Looking back, 2020 was probably not the best year for making gains in the gym.
“It’s a little bit different with the pandemic,” said gymgoer Blake Horstmann.
But now it’s a new year and more people are looking at making fitness a priority, even during the pandemic.
“We’re really hoping for a big spike in membership just like we do every year,” said Cate Plekon with the YMCA. “However, we also know we’re operating under very different guidelines.”
She says the start of the year is when most people look at joining gyms.
So far this year, however, the COVID-19 crisis has many members staying at home.
“Since we reopened in March, we’ve only seen about 47% of our current members return to our facilities,” she said. “Here at the Downtown Y, it’s been a little bit lower here.”

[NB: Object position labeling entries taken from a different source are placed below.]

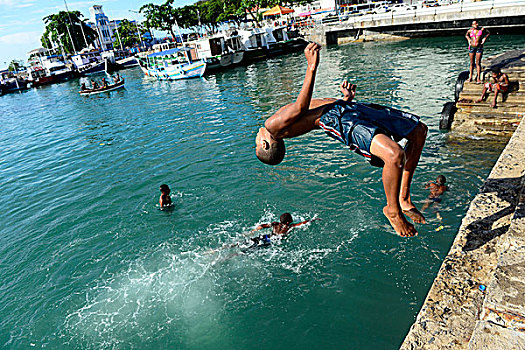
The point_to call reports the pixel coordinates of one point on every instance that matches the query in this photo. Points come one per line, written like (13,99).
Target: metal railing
(459,7)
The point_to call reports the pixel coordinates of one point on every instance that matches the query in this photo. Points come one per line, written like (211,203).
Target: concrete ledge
(455,309)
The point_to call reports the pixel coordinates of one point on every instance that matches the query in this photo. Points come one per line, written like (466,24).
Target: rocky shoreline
(477,301)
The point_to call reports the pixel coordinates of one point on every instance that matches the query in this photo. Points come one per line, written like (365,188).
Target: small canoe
(111,87)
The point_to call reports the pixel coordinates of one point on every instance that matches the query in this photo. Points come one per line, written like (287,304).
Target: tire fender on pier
(447,115)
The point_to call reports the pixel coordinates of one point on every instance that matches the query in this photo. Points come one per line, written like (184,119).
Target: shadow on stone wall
(481,231)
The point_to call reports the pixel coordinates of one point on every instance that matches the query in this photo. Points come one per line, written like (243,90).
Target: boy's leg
(478,67)
(496,92)
(393,156)
(416,141)
(472,57)
(484,92)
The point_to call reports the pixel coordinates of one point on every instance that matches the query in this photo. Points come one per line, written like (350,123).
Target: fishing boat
(110,87)
(88,62)
(173,64)
(218,52)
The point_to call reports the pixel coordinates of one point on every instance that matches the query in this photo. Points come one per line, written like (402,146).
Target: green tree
(128,34)
(56,31)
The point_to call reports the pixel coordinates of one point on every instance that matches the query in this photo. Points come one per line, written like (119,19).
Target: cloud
(17,3)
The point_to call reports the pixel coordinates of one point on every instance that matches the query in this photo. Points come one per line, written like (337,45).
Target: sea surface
(88,261)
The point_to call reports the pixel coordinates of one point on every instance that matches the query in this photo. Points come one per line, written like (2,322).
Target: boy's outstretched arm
(287,115)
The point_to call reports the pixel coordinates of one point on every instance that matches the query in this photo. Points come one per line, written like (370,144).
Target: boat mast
(182,41)
(67,27)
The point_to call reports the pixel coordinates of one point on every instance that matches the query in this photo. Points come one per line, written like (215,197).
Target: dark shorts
(478,49)
(356,124)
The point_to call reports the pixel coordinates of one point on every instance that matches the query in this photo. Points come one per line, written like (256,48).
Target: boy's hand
(348,90)
(311,53)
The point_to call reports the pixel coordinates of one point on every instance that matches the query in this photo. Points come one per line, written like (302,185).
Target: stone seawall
(477,300)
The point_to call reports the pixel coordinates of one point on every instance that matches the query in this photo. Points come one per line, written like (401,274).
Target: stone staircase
(477,300)
(481,118)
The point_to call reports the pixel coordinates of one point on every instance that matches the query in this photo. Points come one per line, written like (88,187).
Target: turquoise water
(87,260)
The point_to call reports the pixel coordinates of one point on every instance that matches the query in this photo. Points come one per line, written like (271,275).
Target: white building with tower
(100,23)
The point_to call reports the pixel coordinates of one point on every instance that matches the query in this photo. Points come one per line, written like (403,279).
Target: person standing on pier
(476,37)
(368,129)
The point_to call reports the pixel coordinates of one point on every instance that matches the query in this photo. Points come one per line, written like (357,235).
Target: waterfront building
(100,23)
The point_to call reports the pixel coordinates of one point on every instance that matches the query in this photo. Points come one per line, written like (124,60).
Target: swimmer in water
(501,84)
(281,228)
(165,199)
(437,188)
(368,129)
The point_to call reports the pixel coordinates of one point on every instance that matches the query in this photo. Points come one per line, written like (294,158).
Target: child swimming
(165,199)
(437,188)
(281,228)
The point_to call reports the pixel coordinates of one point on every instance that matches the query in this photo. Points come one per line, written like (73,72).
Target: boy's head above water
(441,180)
(165,189)
(286,219)
(269,150)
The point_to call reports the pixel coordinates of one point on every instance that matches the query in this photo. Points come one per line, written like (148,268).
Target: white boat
(173,64)
(89,62)
(218,52)
(111,87)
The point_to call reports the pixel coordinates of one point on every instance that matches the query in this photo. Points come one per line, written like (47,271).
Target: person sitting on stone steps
(501,84)
(368,129)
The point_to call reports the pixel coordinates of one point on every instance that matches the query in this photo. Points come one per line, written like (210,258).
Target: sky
(21,24)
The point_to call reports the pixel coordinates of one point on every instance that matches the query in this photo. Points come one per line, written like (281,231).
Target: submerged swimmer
(165,199)
(368,129)
(437,188)
(281,228)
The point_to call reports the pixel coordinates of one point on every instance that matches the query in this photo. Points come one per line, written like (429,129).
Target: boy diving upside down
(368,129)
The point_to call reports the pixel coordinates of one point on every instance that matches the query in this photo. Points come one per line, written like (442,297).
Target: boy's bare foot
(415,215)
(400,224)
(410,210)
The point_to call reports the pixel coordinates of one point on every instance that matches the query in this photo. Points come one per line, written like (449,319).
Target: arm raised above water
(288,114)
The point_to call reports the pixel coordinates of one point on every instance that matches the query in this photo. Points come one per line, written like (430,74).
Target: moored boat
(218,52)
(110,87)
(173,64)
(89,62)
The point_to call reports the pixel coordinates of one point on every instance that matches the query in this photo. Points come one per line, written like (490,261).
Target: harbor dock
(481,118)
(477,300)
(499,16)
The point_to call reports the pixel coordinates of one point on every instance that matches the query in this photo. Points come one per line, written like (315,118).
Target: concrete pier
(481,118)
(500,16)
(477,300)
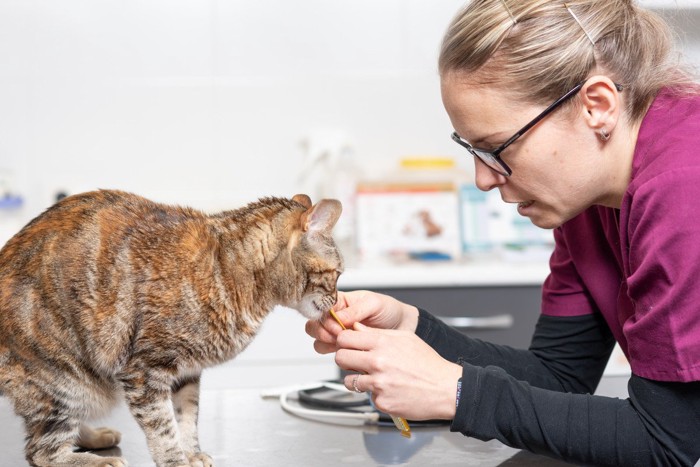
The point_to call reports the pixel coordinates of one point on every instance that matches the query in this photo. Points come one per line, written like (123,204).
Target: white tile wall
(206,102)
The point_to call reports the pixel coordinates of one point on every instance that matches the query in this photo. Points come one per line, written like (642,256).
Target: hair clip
(510,13)
(573,15)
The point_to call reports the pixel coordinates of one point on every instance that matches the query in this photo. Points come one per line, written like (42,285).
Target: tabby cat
(108,295)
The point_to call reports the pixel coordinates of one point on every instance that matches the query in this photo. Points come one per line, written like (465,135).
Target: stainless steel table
(239,428)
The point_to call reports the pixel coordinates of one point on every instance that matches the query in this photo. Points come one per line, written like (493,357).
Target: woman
(610,160)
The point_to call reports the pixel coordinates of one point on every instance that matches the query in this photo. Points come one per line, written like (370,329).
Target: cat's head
(316,257)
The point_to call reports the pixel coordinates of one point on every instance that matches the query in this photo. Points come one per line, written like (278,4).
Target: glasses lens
(490,160)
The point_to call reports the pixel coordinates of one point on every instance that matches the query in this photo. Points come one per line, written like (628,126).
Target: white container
(11,219)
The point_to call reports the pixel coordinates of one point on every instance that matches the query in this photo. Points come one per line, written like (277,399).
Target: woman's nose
(486,179)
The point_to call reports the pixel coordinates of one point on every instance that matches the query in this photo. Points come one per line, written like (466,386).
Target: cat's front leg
(186,404)
(148,395)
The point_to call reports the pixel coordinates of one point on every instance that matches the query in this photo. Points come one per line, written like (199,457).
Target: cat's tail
(4,376)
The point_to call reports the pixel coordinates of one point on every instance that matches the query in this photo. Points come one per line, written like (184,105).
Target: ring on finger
(354,383)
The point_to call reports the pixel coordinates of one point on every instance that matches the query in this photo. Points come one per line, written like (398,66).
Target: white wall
(206,102)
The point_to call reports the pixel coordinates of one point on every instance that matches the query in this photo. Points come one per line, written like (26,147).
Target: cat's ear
(303,200)
(321,217)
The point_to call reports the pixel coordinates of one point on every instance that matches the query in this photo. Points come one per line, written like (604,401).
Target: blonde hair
(540,49)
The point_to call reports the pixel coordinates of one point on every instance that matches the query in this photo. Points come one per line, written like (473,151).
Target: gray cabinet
(502,314)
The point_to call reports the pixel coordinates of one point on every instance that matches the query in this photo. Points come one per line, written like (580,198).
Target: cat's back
(83,226)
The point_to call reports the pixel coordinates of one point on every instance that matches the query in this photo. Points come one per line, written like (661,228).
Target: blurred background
(215,103)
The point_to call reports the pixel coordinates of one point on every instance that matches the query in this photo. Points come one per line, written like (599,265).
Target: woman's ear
(602,104)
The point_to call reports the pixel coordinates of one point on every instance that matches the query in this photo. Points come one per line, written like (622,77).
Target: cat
(107,295)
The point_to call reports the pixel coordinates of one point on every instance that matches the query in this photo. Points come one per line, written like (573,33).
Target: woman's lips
(523,207)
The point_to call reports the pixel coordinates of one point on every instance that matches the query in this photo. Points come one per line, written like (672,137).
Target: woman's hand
(370,308)
(406,376)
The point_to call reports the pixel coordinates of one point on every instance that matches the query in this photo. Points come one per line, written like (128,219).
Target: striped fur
(107,295)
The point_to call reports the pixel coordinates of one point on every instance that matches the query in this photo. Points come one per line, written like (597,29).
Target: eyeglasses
(492,158)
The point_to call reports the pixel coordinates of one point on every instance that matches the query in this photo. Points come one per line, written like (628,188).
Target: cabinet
(504,314)
(491,300)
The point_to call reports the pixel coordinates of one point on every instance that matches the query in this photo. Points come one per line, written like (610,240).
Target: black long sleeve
(537,399)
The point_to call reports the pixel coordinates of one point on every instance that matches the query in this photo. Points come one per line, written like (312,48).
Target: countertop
(239,428)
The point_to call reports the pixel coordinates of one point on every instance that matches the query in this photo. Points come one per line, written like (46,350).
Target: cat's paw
(200,459)
(112,462)
(98,438)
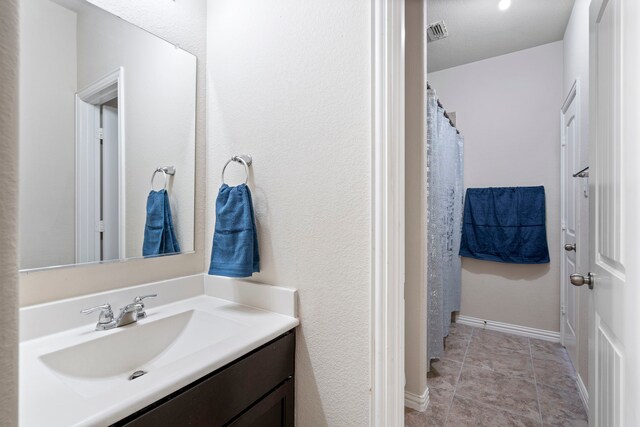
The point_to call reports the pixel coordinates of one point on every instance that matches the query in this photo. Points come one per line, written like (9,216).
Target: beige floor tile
(557,373)
(455,348)
(467,412)
(436,413)
(499,339)
(500,359)
(561,407)
(444,374)
(493,388)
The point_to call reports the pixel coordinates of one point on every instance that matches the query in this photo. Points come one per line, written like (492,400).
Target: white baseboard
(415,402)
(524,331)
(582,391)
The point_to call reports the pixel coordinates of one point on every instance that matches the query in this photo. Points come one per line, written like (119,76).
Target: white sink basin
(78,377)
(99,365)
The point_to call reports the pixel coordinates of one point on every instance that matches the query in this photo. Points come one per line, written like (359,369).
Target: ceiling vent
(437,31)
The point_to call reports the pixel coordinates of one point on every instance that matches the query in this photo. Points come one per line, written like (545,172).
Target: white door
(614,383)
(570,205)
(110,209)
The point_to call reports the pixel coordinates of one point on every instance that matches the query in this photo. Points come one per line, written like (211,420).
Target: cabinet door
(274,410)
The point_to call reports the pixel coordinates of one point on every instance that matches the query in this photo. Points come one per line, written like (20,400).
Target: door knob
(579,280)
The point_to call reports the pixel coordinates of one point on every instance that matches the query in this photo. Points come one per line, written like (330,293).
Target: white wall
(159,83)
(508,111)
(48,80)
(184,23)
(8,213)
(289,82)
(415,292)
(576,67)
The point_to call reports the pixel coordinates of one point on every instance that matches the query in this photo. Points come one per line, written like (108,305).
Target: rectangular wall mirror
(104,107)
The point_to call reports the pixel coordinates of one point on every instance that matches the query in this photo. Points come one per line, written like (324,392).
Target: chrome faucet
(130,313)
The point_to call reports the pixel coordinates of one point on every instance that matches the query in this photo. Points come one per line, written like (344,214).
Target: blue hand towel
(505,224)
(234,252)
(159,234)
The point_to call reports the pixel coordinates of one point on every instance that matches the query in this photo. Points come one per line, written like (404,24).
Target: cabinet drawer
(217,398)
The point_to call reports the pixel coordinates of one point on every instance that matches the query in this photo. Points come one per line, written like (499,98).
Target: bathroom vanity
(257,389)
(209,352)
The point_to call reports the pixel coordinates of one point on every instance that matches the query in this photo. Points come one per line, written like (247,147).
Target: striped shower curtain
(444,204)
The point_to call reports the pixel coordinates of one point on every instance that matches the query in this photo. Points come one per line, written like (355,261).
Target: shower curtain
(444,200)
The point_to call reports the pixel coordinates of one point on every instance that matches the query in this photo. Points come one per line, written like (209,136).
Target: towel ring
(246,162)
(166,170)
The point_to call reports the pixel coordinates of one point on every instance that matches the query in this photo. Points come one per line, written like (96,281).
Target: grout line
(535,381)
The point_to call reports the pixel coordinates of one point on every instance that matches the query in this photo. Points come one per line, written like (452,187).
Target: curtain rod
(445,111)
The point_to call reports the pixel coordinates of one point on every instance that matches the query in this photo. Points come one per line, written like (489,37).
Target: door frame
(88,102)
(572,97)
(388,192)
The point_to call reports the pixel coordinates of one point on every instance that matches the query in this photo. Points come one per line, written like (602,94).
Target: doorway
(99,170)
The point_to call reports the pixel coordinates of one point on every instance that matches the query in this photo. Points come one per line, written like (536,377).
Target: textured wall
(48,86)
(289,82)
(508,111)
(184,23)
(8,213)
(576,66)
(415,292)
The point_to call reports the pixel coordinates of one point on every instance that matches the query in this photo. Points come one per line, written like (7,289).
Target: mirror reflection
(107,138)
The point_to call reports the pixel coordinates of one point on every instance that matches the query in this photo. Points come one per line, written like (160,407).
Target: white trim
(509,328)
(572,96)
(582,391)
(387,293)
(415,402)
(103,90)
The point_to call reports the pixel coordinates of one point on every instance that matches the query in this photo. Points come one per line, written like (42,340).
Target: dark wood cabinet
(256,390)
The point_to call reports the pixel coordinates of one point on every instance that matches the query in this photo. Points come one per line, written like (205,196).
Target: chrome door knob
(579,280)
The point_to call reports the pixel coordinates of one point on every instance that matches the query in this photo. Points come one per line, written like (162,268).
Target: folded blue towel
(505,224)
(159,234)
(234,252)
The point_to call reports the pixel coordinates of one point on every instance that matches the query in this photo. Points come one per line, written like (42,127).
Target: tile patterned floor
(493,379)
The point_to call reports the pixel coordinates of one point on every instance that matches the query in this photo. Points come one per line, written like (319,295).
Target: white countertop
(47,399)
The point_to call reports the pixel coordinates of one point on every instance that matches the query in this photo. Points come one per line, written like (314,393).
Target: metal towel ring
(166,170)
(154,175)
(246,162)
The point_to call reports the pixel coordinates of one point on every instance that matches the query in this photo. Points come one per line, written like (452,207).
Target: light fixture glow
(504,4)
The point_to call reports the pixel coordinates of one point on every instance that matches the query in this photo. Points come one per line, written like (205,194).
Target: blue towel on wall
(159,234)
(234,252)
(505,224)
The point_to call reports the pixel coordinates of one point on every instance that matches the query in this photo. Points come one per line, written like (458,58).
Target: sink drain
(136,374)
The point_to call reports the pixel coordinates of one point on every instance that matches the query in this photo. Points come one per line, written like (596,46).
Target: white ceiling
(479,30)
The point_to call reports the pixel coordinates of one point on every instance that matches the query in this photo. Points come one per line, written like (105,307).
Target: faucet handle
(138,300)
(106,314)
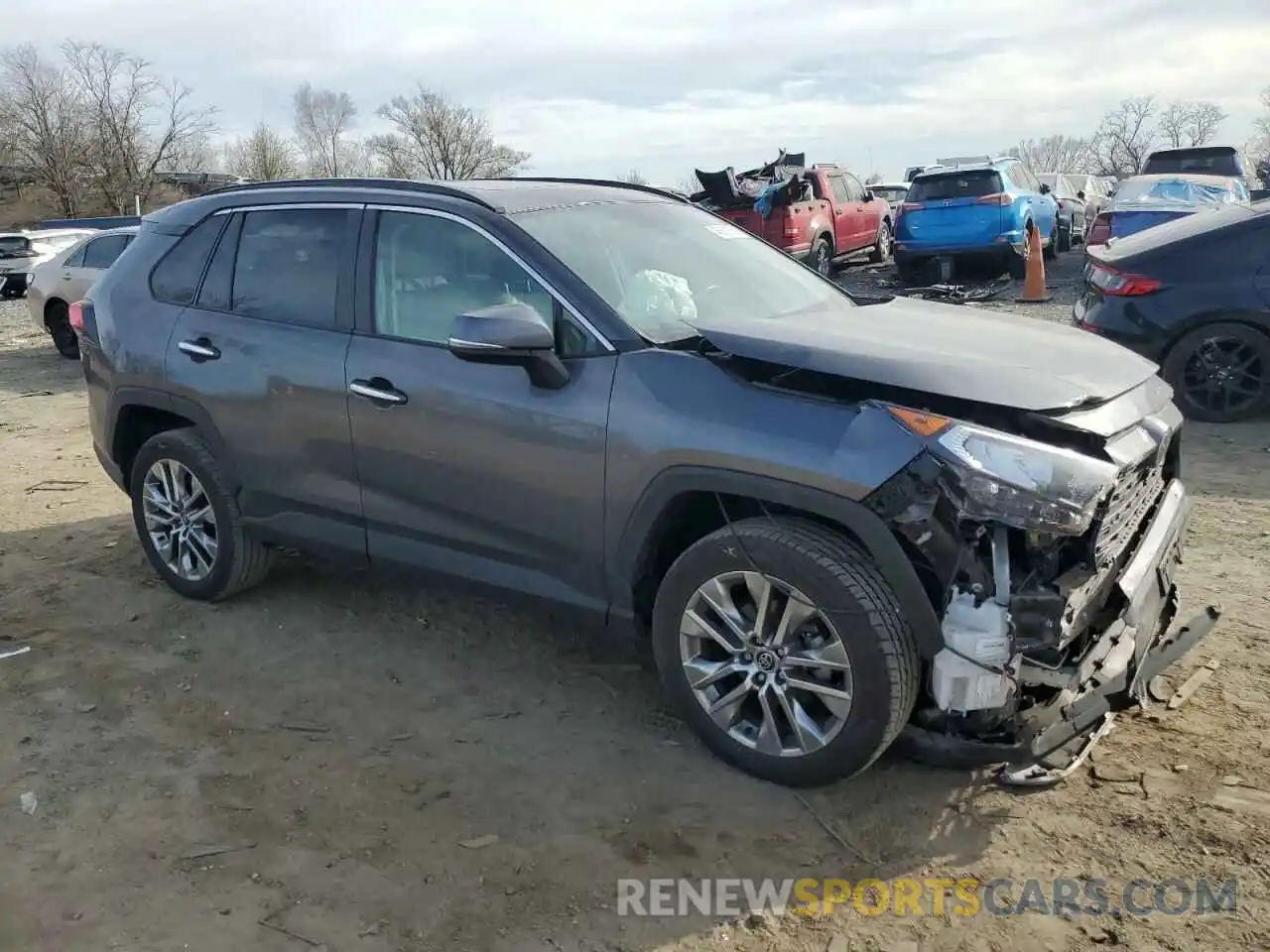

Experts say lowering physical activity can quickly lead to many other unhealthy habits.
Schneider says avoiding crowds could be good for avoiding the virus, but avoiding exercise altogether is bad for the body and the mind.
“I also think there were some mental health consequences as well when you look at some of the concerns associated with isolation,” he said.
Just to break even physically each week, Schneider says the average American needs to do almost three hours of moderate exercise, like walking, or 75 minutes of something a lot more vigorous, think kickboxing.
Across the country, many gyms are operating under new guidelines and many members are opting out of group fitness classes.
So, fitness instructor Mary Schiavone is sharing three simple body weight exercises you can do anywhere to keep in shape and stay safe.
First are squats.
“Keep the weight on your heels, chest up, shoulders back,” Schiavone said.
Next are jumping jacks.
“Just out and in,” she said. “Keep those knees soft.”
“Elbows go out. Chest to the floor. Press up,” Schiavone said. “Give me 20.”
As we get further away from 2020, gyms and their members are moving forward and better focusing on fitness during 2021.